On the other hand, Part 2 was a lot closer to what I had expected: plodding and doomed, it tells of the failure of the second Bolivian revolution led by Che, and shows him gradually falling out of touch, and disintegrating under the weight of his ideals and image.The narrative trajectory is worth exploring and it is fascinating in contrast with Part 1, but by the third hour in the cinema you know what's coming and can't really drum up an interest.

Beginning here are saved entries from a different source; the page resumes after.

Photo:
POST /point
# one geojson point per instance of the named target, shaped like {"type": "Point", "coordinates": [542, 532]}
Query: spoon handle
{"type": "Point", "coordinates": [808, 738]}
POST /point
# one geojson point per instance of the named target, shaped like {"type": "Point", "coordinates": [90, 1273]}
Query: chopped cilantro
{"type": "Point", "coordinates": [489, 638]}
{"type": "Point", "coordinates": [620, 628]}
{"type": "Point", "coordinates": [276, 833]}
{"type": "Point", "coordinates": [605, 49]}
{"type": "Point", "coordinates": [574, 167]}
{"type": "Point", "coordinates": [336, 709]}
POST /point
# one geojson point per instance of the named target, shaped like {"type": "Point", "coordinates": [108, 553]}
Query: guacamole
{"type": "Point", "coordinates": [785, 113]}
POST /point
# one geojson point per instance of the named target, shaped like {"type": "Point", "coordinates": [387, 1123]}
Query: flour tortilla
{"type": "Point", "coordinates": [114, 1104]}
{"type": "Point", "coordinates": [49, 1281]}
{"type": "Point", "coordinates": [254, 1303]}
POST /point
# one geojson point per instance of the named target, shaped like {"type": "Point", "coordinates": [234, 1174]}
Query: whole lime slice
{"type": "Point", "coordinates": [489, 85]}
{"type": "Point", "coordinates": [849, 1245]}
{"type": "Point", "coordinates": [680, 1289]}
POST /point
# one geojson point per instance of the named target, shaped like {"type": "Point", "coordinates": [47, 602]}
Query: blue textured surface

I asked myself if this is because really we enjoy the story of Che the revolutionary winner over Che the failed world liberator - after all the fantasy that the people can get together and overthrow the oppressor is a lot more dramatic than a bunch of folks from different Latin American countries starving in the woods, choked by the military junta and painful asthma attacks. I can't tell you. I am far from being the kind of gal who wears a Che t-shirt or badge, I never have been, not even in my rebellious teens. The violence never appealed to me. But I admire Che the reader, the intellectual, the teacher, and the doctor, and in Part 1 you see a lot more of that. The sequences of his visit to the UN and his interviews with the US press are electrifying.

Overall, Che is undoubtedly over-long, and needs to be cut down to 3 hours (two made up of Part 1, and one made up of Part 2), but it is also undoubtedly a great cinematic feat and great film. I hope we will see a better final cut soon but I am really glad I got to sit through the whole 252 minutes (and I saw Benicio del Toro in person - yumm).